Local-flexural interactive buckling behaviour and resistances of high-chromium stainless steel slender welded I-section columns

The present paper describes a comprehensive experimental and numerical study of the local-flexural interactive buckling behaviour and compression resistances of slender welded I-section columns made of a new grade EN 1.4420 high-chromium stainless steel. A testing programme, adopting two high-chromium stainless steel slender welded I-sections - I-150 x 150 x 5 and I-200 x 100 x 5, was firstly conducted and included ten pin-ended column tests as well as supplementary initial global and local geometric imperfection measurements on the column specimens. The testing programme was followed by a numerical modelling programme, where finite element models were developed and validated against the test results, and then employed to perform parametric studies to generate further numerical data over a wide range of cross-section dimensions and member effective lengths. The obtained test and numerical results were adopted to evaluate the applicability of the codified design rules for normal stainless steel slender welded I-section columns failing by local-flexural interactive buckling, as set out in the European code and American design guide, to their new high-chromium counterparts. Specifically, the European code adopts the design concept of using effective width method to account for local buckling and buckling curves to consider global buckling, and was shown to yield accurate, consistent and safe interactive buckling resistance predictions when used for the new high-chromium stainless steel slender welded I-section columns. The American design guide employs net section reduction factors to consider local buckling in slender plate elements, based on which a reduced design flexural buckling stress is determined; the predicted interactive buckling resistances, compared with the test and numerical failure loads, indicated a marginally high degree of conservatism and scatter of the American design guide.
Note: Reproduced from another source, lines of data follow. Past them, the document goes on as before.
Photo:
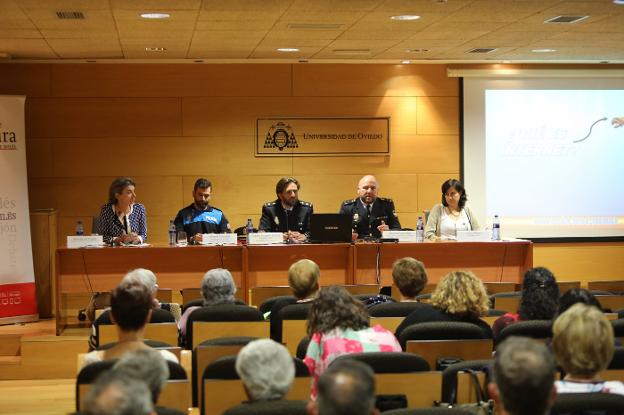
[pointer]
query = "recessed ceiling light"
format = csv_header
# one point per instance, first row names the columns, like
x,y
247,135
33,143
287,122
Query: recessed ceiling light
x,y
155,15
405,17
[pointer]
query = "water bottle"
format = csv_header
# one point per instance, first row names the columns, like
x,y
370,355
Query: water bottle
x,y
79,228
420,230
172,233
249,227
496,228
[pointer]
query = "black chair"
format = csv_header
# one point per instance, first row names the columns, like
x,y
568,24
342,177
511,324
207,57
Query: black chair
x,y
441,330
223,312
536,329
580,403
281,407
449,377
389,362
391,309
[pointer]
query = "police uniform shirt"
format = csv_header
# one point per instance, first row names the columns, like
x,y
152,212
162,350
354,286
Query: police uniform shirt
x,y
194,221
364,225
277,219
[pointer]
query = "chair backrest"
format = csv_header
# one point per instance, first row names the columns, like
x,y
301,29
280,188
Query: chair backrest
x,y
441,330
164,332
603,403
211,350
226,320
223,389
536,329
465,349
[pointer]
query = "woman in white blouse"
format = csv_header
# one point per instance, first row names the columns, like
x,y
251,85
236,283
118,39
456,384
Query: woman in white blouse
x,y
451,215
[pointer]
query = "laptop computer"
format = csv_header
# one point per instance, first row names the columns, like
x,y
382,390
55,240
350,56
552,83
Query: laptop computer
x,y
330,227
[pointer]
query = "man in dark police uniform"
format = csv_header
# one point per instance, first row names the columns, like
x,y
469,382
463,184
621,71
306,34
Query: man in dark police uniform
x,y
371,214
199,217
287,214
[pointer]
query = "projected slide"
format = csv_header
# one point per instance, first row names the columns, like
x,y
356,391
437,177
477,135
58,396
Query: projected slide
x,y
553,162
It can thus be concluded that (i) the design rules given in the European code and American design guide can be safely applied to the new high-chromium stainless steel slender welded I-section columns failing by local-flexural interactive buckling, and (ii) the European code results in more accurate and consistent predictions of interactive buckling resistance than the American design guide. The reliability of the codified design rules, as given in the European code and American design guide, was confirmed by means of statistical analyses.